Pictured at the launch of the latest fund-raising initiative are, from left, Skipton Auction Mart’s general manager Jeremy Eaton, Addington Fund Trustee Christine Ryder and Craven Cattle Marts director Kevin Wilson, of Blubberhouses. Adrian Legge Photography

Skipton-based Craven Cattle Marts has launched a new initiative in support of our Tup 1 Ewe fund-raising campaign.

Skipton Auction Mart was one of the first to support the ground-breaking scheme when it was launched in September last year, enabling sheep farmers to donate live sheep through participating auction markets around England and Wales, and nominate the sale proceeds to the charity.

Now, 12 months on, Craven Cattle Marts general manager Jeremy Eaton has devised a new idea in a bid to give renewed impetus to the campaign. It involves purpose-designed rosettes so potential purchasers can clearly see which sheep are being sold in aid of the Fund.

Mr Eaton explained: “The theme is that a farmer wishing to donate a lamb simply attaches a rosette to one sheep and we will do the rest commission free. We suggest prime and store lambs, but farmers may choose to donate from any sheep sale by attaching the rosette.  All they need to do is let us know ahead of each sale.”

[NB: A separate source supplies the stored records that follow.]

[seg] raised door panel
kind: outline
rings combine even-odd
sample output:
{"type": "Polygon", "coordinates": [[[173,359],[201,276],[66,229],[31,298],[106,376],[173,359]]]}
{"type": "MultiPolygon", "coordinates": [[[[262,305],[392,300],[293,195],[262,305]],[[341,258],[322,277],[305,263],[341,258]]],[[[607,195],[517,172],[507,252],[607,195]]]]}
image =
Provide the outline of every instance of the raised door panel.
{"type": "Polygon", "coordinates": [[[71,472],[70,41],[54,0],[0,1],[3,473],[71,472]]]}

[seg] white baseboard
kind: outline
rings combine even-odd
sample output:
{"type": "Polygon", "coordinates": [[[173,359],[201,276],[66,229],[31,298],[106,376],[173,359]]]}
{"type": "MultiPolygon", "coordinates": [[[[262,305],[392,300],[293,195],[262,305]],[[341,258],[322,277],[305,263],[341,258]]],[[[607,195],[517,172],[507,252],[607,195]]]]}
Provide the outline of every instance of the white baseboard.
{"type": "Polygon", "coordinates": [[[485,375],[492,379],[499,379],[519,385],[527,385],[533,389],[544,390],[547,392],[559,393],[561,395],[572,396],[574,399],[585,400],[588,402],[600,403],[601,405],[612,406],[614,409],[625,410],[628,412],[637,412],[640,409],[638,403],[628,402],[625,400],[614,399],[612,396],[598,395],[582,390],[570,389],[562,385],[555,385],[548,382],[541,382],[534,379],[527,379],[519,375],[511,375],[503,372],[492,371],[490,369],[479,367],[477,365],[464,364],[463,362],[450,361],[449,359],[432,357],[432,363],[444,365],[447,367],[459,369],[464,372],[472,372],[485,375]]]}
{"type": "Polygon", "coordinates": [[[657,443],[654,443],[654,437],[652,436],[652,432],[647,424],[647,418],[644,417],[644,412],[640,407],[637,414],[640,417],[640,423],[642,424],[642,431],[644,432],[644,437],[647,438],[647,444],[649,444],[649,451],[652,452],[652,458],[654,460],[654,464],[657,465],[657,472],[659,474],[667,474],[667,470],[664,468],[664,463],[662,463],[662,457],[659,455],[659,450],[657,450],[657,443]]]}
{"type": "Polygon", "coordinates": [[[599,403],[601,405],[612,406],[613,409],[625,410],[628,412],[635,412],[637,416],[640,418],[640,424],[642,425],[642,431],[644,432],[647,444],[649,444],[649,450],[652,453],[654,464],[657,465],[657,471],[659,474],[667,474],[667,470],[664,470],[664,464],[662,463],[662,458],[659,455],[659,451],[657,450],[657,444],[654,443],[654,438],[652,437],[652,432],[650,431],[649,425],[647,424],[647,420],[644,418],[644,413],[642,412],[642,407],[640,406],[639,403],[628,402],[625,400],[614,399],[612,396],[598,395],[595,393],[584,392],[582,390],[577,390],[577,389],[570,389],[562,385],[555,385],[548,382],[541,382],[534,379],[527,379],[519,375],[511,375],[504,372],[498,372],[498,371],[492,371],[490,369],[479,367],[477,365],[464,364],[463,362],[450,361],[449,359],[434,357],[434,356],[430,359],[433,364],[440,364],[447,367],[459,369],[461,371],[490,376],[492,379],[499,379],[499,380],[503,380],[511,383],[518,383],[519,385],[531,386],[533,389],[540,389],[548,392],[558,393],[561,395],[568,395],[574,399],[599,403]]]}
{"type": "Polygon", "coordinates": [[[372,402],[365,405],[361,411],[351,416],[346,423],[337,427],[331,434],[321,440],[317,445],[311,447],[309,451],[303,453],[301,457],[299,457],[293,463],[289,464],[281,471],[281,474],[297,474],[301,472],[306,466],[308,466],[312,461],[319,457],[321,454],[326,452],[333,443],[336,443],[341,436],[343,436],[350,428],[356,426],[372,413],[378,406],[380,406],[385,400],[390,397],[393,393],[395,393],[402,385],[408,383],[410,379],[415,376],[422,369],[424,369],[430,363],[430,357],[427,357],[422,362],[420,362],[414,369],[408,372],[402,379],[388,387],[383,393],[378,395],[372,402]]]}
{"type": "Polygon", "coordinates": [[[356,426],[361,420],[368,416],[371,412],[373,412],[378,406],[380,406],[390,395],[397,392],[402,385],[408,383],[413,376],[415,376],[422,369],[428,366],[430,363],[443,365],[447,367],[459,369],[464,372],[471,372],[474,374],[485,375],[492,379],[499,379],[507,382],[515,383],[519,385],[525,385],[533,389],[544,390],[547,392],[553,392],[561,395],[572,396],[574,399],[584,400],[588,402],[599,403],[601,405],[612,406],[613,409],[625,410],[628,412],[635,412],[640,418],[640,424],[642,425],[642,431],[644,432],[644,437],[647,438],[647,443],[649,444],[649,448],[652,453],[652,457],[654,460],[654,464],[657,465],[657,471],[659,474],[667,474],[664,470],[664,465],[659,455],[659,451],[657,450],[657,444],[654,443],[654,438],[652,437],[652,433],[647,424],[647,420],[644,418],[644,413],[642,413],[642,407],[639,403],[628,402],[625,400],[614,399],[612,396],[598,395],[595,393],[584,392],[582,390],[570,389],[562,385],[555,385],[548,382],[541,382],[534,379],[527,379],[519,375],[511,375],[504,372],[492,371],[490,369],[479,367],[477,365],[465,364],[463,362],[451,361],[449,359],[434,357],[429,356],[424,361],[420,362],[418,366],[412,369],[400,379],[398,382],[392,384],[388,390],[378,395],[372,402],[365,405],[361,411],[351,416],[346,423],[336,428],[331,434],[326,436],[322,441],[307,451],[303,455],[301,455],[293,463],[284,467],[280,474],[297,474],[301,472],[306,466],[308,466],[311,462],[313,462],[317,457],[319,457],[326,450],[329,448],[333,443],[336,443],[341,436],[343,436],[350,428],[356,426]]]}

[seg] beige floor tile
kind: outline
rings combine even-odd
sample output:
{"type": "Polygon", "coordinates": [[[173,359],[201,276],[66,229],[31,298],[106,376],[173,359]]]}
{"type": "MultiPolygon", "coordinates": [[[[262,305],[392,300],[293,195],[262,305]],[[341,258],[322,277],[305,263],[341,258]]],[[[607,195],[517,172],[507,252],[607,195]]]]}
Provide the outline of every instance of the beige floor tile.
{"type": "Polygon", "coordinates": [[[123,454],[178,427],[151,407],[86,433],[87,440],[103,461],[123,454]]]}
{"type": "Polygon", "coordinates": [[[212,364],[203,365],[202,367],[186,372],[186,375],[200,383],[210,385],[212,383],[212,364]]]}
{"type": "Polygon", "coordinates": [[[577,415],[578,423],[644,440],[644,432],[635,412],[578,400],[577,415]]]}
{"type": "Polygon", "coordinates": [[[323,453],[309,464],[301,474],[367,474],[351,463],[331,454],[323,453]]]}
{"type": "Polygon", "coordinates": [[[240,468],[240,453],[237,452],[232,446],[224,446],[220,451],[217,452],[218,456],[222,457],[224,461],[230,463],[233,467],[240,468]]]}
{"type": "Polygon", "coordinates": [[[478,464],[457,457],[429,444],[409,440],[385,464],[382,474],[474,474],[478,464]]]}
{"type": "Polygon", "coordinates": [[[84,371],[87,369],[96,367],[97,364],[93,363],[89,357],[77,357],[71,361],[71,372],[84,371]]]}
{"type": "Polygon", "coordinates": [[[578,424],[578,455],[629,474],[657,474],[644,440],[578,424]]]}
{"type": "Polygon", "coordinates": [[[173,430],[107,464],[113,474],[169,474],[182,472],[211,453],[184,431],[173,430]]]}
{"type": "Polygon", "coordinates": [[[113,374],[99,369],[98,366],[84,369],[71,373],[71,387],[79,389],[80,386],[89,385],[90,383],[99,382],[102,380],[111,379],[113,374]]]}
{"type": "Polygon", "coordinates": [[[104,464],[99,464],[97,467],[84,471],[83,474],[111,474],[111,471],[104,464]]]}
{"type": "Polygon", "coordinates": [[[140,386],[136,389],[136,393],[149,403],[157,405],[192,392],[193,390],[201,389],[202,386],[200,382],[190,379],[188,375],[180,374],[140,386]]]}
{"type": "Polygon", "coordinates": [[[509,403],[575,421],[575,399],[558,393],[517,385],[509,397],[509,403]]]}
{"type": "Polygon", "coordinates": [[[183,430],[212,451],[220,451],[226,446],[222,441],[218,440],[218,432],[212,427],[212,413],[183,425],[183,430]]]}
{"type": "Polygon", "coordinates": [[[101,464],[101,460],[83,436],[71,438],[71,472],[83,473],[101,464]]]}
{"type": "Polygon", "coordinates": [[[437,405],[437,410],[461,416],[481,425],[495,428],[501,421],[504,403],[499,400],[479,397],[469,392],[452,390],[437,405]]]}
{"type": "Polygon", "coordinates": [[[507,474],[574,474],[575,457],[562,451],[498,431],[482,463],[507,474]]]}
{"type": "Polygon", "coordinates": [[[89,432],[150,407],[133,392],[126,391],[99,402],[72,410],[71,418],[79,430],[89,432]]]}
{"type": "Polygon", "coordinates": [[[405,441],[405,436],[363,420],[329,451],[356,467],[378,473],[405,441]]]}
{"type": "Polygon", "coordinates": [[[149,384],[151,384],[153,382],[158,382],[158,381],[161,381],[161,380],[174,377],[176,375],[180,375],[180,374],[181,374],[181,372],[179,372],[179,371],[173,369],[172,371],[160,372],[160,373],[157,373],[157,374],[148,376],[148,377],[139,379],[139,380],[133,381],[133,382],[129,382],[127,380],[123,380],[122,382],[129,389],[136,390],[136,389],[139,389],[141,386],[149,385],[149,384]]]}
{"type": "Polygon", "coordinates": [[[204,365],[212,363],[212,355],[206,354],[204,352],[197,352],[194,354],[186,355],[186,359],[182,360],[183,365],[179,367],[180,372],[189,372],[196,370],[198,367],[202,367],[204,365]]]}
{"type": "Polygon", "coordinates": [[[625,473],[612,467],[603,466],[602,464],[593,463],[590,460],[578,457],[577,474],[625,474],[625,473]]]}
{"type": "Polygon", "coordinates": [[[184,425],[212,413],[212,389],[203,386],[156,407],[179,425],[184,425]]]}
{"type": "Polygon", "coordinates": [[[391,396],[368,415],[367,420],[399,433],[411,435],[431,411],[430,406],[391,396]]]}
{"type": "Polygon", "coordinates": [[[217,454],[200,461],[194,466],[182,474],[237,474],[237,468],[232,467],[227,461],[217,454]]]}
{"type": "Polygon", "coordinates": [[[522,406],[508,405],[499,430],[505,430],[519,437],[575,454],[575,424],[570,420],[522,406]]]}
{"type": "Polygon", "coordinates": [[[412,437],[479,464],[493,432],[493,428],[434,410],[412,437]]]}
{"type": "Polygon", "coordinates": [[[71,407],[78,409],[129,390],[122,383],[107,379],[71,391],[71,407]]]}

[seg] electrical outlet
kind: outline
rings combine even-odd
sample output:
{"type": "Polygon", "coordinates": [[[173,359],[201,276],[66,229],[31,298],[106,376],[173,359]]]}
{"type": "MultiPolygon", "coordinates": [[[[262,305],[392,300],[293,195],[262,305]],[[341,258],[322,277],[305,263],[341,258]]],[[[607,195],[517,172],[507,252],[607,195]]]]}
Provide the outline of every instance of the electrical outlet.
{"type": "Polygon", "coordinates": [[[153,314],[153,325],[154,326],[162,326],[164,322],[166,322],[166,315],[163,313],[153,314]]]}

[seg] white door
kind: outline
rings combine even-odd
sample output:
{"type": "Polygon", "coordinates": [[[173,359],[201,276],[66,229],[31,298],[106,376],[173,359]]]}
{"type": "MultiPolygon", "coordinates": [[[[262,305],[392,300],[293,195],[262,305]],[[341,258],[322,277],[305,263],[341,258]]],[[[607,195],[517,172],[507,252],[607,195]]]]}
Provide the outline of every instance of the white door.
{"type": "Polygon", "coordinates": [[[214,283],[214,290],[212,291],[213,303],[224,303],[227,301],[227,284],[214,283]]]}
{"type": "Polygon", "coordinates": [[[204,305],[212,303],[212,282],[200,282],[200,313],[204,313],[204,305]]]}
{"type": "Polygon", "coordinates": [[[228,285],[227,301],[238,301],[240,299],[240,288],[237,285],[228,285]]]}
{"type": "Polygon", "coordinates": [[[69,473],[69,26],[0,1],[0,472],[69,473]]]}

Ian Bell, chief executive of the Addington Fund, which has its headquarters in Barford, Warwickshire, and offers a vital lifeline and safety net to farmers in desperate need of housing or emergency funds, has warmly welcomed Skipton’s new, forward-looking initiative.

He said: “Livestock marts and farmers have always been incredibly supportive of our charity and we are particularly grateful to CCM Auctions for their ongoing support. One year down the line, this latest project should provide a timely boost to our fund-raising. The proceeds will be sent to us direct from the mart and, importantly, the funds raised will again support farming families in the region of the market.”

The Addington Fund has a local trustee in Christine Ryder, who farms with her husband Chris – himself a familiar face at Skipton Auction Mart – at Scaife Hall Farm in Blubberhouses. The couple have themselves raised some £25,000 over the years for the cause through charity breakfasts staged at their award-winning bed and breakfast accommodation.

Mrs Ryder said: “The Addington Fund continues to do sterling work in helping to maintain the economic and social fabric of UK farming communities. Once again, every penny raised will be used to support Yorkshire farming families.”